Plex did not respond to requests for comment sent from 404 Media. Plex employees have been posting regularly in the forums explaining that people can opt out of the data sharing, and have also said media watch “sync events,” which it uses to track viewing history, do not tell the company the nature of the file played: “There is no way to know whether something being ‘watched’ occurred because you went and saw it at the theater and then marked it on the Discover page when you got home, you watched through a personal Plex Media Server Library, or anything else.”
Honestly Plex has always given me the icks. Its weird hybrid of self-hosted but managed through their servers always struck me as the worst of both worlds. I'd rather put in a small amount extra effort to properly self-host my stuff, or do significantly less work and use something cloud-based. I just don't understand what niche Plex is supposed to serve.

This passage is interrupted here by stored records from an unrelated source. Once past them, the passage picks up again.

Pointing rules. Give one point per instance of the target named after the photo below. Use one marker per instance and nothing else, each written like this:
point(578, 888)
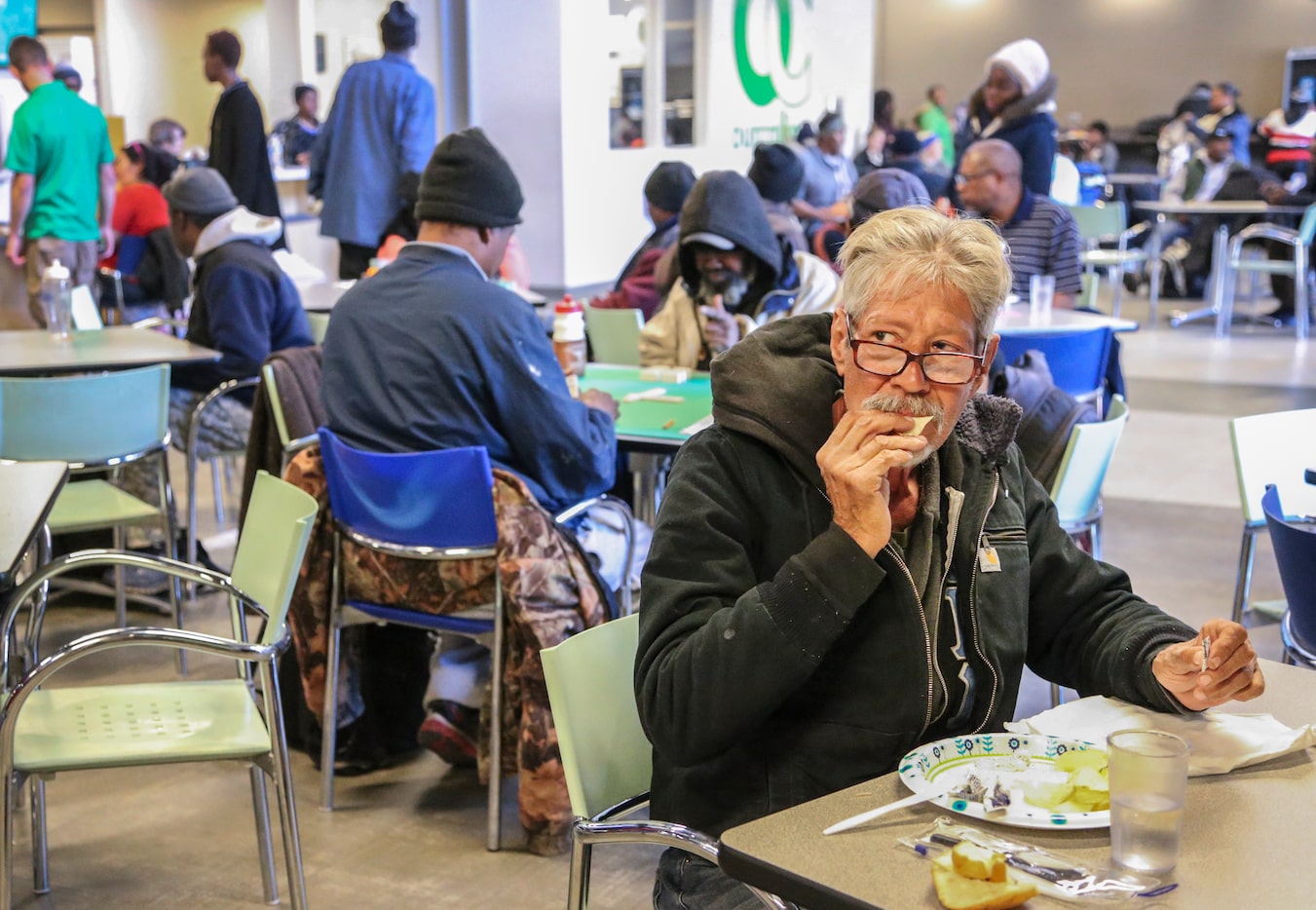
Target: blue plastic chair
point(1294, 540)
point(419, 506)
point(1076, 360)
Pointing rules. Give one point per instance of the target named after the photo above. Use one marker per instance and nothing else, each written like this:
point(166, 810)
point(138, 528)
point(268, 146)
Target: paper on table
point(1221, 741)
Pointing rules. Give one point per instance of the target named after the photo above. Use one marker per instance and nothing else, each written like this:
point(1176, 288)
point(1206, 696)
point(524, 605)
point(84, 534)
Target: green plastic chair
point(46, 731)
point(615, 334)
point(606, 756)
point(1269, 448)
point(94, 423)
point(1109, 223)
point(319, 325)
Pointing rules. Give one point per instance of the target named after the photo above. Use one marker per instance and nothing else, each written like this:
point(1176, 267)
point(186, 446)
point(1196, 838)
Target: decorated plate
point(1011, 759)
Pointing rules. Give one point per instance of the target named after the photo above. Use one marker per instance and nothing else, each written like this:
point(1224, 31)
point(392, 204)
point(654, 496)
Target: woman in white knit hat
point(1016, 104)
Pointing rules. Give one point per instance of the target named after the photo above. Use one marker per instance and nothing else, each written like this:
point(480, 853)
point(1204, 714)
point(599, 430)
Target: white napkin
point(1221, 741)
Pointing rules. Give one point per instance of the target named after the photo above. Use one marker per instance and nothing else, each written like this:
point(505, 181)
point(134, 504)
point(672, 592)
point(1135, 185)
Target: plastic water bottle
point(56, 300)
point(569, 341)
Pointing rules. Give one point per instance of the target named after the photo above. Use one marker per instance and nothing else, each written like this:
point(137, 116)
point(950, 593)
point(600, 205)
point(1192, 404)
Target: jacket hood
point(1041, 100)
point(237, 224)
point(778, 386)
point(727, 205)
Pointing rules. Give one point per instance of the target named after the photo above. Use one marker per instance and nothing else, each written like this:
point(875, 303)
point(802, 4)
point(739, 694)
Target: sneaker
point(449, 733)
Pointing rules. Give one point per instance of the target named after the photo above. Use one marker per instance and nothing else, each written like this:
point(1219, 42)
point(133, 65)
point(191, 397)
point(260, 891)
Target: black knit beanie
point(469, 182)
point(397, 26)
point(668, 184)
point(776, 171)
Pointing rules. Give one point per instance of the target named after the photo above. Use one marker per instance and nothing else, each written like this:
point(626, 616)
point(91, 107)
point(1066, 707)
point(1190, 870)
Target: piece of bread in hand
point(974, 861)
point(959, 893)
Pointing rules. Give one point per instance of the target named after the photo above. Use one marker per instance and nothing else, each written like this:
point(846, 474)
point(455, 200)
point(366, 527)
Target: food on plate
point(919, 423)
point(974, 861)
point(959, 891)
point(1075, 783)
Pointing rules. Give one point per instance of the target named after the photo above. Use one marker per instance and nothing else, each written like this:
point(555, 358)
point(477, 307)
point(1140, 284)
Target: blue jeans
point(689, 883)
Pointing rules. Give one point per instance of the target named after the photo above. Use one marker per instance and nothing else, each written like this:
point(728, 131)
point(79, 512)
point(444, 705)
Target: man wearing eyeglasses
point(833, 583)
point(1042, 235)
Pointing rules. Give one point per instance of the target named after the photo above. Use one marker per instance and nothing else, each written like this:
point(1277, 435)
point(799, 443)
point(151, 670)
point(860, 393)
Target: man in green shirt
point(62, 166)
point(932, 116)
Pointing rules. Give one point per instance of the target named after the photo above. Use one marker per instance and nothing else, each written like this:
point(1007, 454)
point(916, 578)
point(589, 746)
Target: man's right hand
point(854, 463)
point(600, 400)
point(722, 329)
point(14, 249)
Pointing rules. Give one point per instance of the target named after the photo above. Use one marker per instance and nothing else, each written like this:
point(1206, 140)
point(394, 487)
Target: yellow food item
point(974, 861)
point(1091, 790)
point(956, 891)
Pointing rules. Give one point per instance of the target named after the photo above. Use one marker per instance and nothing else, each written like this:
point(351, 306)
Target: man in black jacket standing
point(835, 581)
point(239, 149)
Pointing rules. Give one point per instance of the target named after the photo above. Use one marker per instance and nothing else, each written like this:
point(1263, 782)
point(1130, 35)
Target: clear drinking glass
point(1147, 776)
point(1041, 295)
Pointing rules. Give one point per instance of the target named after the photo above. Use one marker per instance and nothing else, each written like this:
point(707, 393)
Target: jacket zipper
point(973, 606)
point(926, 636)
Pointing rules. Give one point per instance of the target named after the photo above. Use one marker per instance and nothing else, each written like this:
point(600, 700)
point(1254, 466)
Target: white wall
point(541, 82)
point(1114, 59)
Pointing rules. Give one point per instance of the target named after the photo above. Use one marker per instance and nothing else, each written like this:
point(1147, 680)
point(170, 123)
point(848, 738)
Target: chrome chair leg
point(265, 849)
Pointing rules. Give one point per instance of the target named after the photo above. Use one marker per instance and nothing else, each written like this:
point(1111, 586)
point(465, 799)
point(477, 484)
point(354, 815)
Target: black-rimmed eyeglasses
point(942, 367)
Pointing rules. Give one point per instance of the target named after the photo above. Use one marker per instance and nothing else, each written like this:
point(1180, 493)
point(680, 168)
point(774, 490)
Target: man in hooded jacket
point(735, 274)
point(833, 583)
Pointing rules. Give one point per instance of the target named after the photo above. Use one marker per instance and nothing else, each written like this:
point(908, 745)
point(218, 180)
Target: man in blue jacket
point(381, 128)
point(835, 581)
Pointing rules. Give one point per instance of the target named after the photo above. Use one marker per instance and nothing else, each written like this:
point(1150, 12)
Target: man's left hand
point(1230, 674)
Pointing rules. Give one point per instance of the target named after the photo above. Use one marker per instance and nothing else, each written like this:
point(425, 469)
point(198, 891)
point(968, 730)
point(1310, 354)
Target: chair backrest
point(319, 324)
point(441, 499)
point(606, 755)
point(1076, 360)
point(615, 334)
point(1296, 552)
point(1078, 483)
point(1274, 448)
point(1099, 221)
point(1307, 229)
point(271, 547)
point(87, 419)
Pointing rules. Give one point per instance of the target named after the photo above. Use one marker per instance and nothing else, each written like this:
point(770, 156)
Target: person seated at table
point(1042, 236)
point(778, 174)
point(828, 175)
point(877, 191)
point(243, 303)
point(735, 274)
point(904, 152)
point(1016, 104)
point(832, 585)
point(637, 285)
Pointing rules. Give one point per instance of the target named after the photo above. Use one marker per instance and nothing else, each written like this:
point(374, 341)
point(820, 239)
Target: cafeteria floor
point(413, 836)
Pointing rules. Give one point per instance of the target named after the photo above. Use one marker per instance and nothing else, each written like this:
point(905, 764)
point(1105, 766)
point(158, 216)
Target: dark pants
point(687, 881)
point(353, 259)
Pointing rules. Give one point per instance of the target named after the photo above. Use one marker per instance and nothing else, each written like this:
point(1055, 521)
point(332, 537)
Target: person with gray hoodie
point(735, 274)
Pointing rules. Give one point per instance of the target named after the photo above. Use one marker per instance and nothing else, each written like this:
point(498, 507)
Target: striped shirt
point(1042, 242)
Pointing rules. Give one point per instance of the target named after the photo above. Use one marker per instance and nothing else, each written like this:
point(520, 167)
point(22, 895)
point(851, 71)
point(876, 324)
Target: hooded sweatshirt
point(1028, 123)
point(243, 304)
point(778, 662)
point(784, 282)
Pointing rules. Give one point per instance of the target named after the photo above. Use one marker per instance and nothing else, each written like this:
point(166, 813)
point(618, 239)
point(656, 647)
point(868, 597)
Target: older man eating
point(835, 581)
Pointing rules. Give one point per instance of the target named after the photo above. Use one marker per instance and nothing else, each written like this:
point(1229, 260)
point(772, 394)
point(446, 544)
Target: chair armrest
point(97, 557)
point(1266, 231)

God damn Jesus H tap dancing Christ, stop adding social shit and spam emails to everything. Whoever came up with this needs to be sacked, in addition to the people who hired that person to begin with.
Listen when companies SCREAM at you that they are intentionally ruining their service and selling you out. This is Plex saying very clearly to the public, "it's been fun y'all, but it's time for you to find an alternative service, start migrating NOW because it's only going to get worse from here"
What is it with all this "sharing with friends and family"? FFS if I want to share something, I will fucking call them and tell them about it, I don't need some stupid app doing that for me
I got blindsided by this in the same way. I was sitting next to a coworker and they said "Oh hey, a report on what you've been watching on Plex!"
Now, I thought that it was reporting what I'd been watching on his Plex server, and I've always known he can see what I watch. But he showed me the email. It was stuff I'd been watching on my own Plex server.
Now it wasn't embarrassing stuff, as it's my family Plex server, but I was absolutely livid. This is private. Period. I can think of many, many reasons that someone would want to keep this private, even if it's not about porn.
I alerted my friends, and we all figured out how to turn it off. It seems like it shouldn't be that big of a deal, but I feel extremely violated. I absolutely know that someone in that meeting said "Hey, some users won't like this," and they were overridden. Because some senior director had a metric to hit. And that means they no longer care about their reputation. It's a sign that they've gotten too big to care.
I wish that I, as the server admin, could opt out all of my users from this on their behalf. Shit like this should be opt in and it is seriously fucked up to enable by default, porn or not.
But like...why would anyone even want that for normal content?
There's no shortage of good movies and shows out there. If someone opts in to sharing something with me, they can do it in just about any way. Generally speaking, discoverability in media is not my problem. This sort of feature is great for studios and streaming services, to keep people watching; but for self-hosted it makes no sense at all.
That’s why Jellyfin exists, though admittedly, it was a little more difficult for me to set up the sharing than I would have preferred. Now, I’m up and running, so all is well.
Heck, Emby is still an option if you don’t want a fully open-sourced one. Plex has been steadily moving in this direction for at least the last year or so, which makes me surprised at folks’ surprise over their “privacy” with Plex.
Plex isn't another evil tech company, it's just full of stupid features and unresolved bugs. Jellyfin just isn't good enough to replace it yet; it's more finicky to setup, isn't as good as matching titles and displaying the metadata, and has fewer features. But it is catching up fast.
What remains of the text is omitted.